In one mind-boggler, a particle of light seems to "know" what experimenters have in store during a "double slit" experiment. A little background: double-slit experiments have a long pedigree. In the 19th century, Thomas Young fired light beams at a two-slit screen, and produced on a second screen an "interference pattern" of alternating dark and light bands (diagram). The bands are the result of light rays going through both slits and interfering with each other, like the waves of water from pebbles dropped into a pond. The zebra pattern disappears, though, if the experimenter sends light through the slits one photon at a time, and then does something to identify which slit any particular light particle goes through. Having this knowledge means that the light particle cannot have gone through both slits, a prerequisite for the stripes. Nobel-winning physicist Richard Feynman called this the "central mystery" of quantum mechanics, that something as intangible as knowledge changes something as concrete as a pattern on a screen.

Now researchers have pushed this craziness to the limit. The eminent physicist John Archibald Wheeler, Feynman's thesis supervisor, suggested one wily version of the double-slit experiment. Researchers place detectors between the screen and the two slits. The detectors monitor the photons, revealing whether each photon passed through one slit or another. Just as in the experiment that confounded Feynman, knowing about a photon's behavior at the two slits makes the interference pattern vanish. But by switching off the detector, Wheeler points out, the zebra stripes return.

Changed behavior: But wait. Whether or not photons create the zebra pattern is determined by their behavior at the double-slit screen. How can what photons do at the slits be affected by a detector that they encounter after the slits? How, when a photon reaches the slits, does it "know" how to behave in order to match the presence or absence of the detector behind the slits? Even if experimenters slip in the detector after the photon has passed the slits, the photon still "knows" what to do. Its past behavior--at the slits--is made to conform to whether or not it "should" make the zebra pattern. In versions of this experiment carried out recently at the University of Munich and at the University of Maryland, physicists sent single photons toward a screen with two slits. The behavior of the photons, writes Gribbin, "is changed by how we are going to look at them." One implication of all this, admits Chiao, "is that you can affect the past."
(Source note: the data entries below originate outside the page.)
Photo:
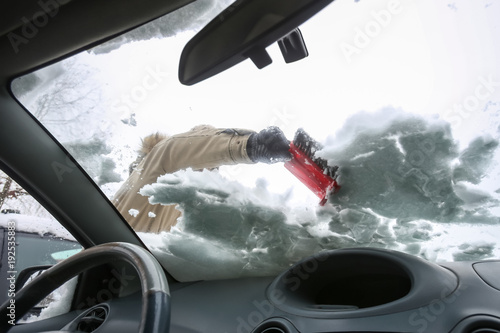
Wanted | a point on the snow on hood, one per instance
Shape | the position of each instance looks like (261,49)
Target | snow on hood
(405,186)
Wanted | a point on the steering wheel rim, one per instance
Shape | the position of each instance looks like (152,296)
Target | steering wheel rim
(155,315)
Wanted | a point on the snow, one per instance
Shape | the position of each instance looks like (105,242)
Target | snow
(400,190)
(419,183)
(36,225)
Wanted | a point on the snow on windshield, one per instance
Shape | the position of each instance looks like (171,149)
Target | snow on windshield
(406,186)
(421,177)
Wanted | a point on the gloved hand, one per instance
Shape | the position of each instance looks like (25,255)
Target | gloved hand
(269,146)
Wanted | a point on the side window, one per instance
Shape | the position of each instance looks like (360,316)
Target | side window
(30,236)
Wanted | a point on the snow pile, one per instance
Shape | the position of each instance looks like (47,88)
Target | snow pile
(408,167)
(405,185)
(35,225)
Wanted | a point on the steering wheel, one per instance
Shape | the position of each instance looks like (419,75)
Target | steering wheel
(155,292)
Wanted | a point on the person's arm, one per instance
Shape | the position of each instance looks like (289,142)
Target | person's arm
(206,147)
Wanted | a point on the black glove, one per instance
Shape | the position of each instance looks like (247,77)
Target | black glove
(269,146)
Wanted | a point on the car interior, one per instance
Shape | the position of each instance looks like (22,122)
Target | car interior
(122,285)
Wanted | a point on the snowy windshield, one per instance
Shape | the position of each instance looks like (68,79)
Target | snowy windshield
(403,96)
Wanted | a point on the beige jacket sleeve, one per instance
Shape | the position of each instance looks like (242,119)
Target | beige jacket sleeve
(202,147)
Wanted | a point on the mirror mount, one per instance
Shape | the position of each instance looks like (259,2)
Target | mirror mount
(293,47)
(244,30)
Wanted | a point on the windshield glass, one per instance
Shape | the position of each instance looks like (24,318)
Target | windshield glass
(403,96)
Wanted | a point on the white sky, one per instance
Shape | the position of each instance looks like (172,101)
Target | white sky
(424,56)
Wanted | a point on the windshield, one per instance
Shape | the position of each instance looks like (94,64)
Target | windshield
(404,97)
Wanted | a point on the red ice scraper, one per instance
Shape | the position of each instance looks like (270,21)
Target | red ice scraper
(313,171)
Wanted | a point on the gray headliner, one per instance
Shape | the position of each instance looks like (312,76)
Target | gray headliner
(30,154)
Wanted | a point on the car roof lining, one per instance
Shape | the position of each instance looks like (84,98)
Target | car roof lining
(75,25)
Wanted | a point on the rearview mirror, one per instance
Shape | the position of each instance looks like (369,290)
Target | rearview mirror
(244,30)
The resurgence in quantum experiments is fueled by the hope that, if physicists push experiments to the limit, they may find a deeper, better theory than one that says scientists can affect reality by making an observation. This was Einstein's hope until his dying day. Chiao, whose students describe him as "a concert-quality pianist to within experimental error," points out that "all the experiments we do show that quantum mechanics is correct. But who knows? As a scientist, you must hold all theories provisionally and be open to new data showing that a theory is wrong." For now, though, quantum mechanics is the only game in town. Nonsensical, counterintuitive, crazy--sure. But as Henry Kissinger has said about less abstruse matters, "It has the added virtue of being true."

We have known that . . .

Particles of light, called photons, leave a source . . . and pass through two slits in a screen interfere with each other . . . and form bands of light and dark on screen.

Then we found that . . .

When photons are emitted one at a time . . . and a detector monitors which slit each photon passes through . . . the photons don't form the stripped pattern, instead making two bright spots.
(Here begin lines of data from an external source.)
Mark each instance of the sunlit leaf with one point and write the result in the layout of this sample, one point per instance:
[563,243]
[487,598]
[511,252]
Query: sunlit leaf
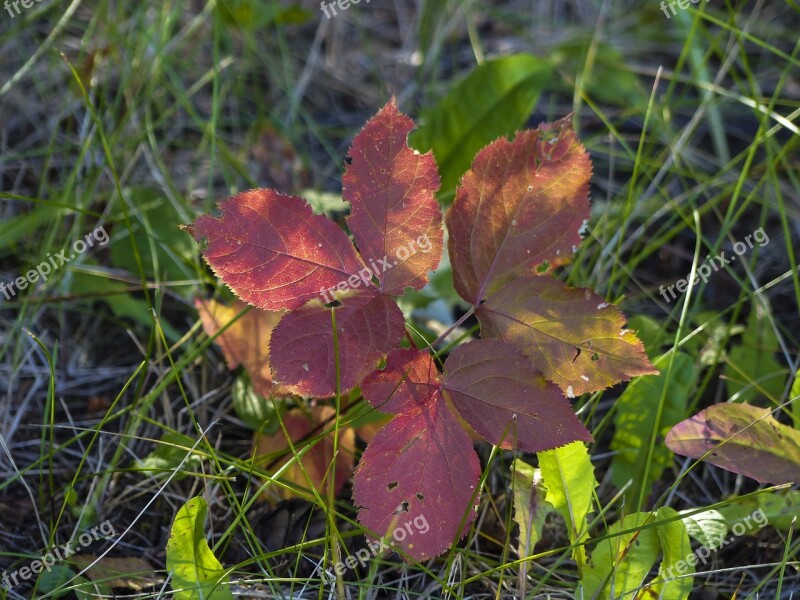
[573,336]
[495,390]
[741,438]
[272,251]
[421,466]
[196,572]
[519,209]
[395,216]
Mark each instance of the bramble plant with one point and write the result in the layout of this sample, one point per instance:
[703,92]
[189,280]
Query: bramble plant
[517,215]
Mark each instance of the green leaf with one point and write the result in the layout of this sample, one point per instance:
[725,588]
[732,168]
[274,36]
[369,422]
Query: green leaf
[171,450]
[709,528]
[494,100]
[196,572]
[676,548]
[530,506]
[569,478]
[751,370]
[618,565]
[636,419]
[741,438]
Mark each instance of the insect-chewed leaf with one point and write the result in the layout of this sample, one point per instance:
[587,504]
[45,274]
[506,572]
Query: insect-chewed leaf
[246,342]
[741,438]
[391,189]
[409,380]
[571,335]
[518,210]
[303,352]
[272,251]
[416,484]
[496,391]
[313,469]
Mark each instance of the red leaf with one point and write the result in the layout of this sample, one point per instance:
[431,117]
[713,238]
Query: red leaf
[303,355]
[409,380]
[391,189]
[497,392]
[741,438]
[420,468]
[519,210]
[272,251]
[571,335]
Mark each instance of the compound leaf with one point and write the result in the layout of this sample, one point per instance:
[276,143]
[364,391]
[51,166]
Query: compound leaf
[272,251]
[495,390]
[741,438]
[304,350]
[571,335]
[518,210]
[419,466]
[244,343]
[391,189]
[196,572]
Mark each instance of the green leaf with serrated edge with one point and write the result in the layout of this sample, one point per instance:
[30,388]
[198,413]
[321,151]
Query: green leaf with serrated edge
[572,335]
[530,506]
[618,565]
[196,572]
[494,100]
[676,549]
[568,476]
[636,418]
[257,412]
[751,370]
[741,438]
[708,528]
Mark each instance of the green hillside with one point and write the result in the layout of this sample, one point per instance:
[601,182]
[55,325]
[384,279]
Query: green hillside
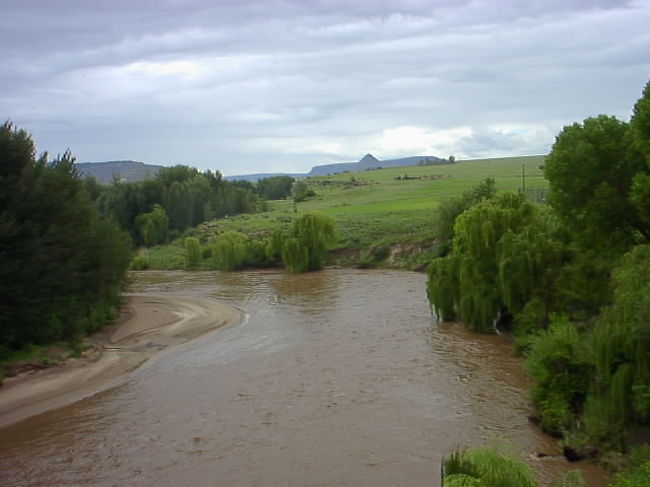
[385,207]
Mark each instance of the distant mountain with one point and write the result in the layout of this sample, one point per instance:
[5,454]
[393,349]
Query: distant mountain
[365,163]
[371,162]
[105,172]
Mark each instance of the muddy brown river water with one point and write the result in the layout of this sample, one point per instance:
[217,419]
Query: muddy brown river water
[335,378]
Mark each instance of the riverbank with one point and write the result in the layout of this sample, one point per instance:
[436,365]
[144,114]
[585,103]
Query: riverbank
[148,325]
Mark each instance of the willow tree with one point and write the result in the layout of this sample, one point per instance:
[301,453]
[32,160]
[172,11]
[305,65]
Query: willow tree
[192,251]
[469,277]
[153,227]
[620,345]
[230,250]
[305,248]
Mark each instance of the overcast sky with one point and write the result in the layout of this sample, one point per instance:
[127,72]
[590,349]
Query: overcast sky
[246,86]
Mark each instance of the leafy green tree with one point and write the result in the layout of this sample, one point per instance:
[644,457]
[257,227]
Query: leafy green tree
[153,226]
[590,177]
[230,251]
[61,268]
[450,209]
[275,188]
[558,363]
[620,344]
[192,251]
[305,249]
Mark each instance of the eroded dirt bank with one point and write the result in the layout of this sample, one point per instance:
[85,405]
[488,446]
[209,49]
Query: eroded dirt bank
[151,324]
[337,378]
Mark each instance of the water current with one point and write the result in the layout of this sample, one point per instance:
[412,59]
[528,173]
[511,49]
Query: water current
[334,378]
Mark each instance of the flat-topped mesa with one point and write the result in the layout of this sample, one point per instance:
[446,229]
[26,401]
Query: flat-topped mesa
[369,160]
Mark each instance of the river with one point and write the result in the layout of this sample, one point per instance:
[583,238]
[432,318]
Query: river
[335,378]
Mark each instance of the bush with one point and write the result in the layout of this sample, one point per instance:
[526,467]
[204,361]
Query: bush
[561,371]
[488,467]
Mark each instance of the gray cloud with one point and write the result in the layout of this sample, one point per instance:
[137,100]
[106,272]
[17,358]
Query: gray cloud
[245,86]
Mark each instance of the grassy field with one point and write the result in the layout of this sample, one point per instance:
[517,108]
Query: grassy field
[391,207]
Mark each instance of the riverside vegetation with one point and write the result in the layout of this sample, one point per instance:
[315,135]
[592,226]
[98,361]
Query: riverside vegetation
[571,282]
[551,250]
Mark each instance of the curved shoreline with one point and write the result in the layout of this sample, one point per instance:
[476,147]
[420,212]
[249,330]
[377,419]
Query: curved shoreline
[149,324]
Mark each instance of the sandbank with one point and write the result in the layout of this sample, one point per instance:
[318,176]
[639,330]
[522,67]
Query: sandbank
[148,325]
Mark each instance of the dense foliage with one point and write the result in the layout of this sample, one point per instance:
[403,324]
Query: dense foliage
[179,197]
[305,248]
[570,280]
[61,267]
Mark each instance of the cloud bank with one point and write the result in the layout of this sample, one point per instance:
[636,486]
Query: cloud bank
[256,86]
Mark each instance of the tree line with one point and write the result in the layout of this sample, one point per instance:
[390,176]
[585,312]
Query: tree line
[62,266]
[156,210]
[300,248]
[570,280]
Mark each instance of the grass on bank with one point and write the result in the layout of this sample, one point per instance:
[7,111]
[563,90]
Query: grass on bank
[392,208]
Somehow knowledge of the paths of the photons through the slits affects their behavior. It's as if they know they're being watched.

Now we discover . . .

When photons are emitted one at a time . . . and a detector monitors which slit each photon passes through . . . and another device erases this knowledge . . . the striped pattern returns.

Losing knowledge of the photon's path, even after they have passes through the slits, bring back the stripes. It's as if the past has changed. No wonder Einstein was confused.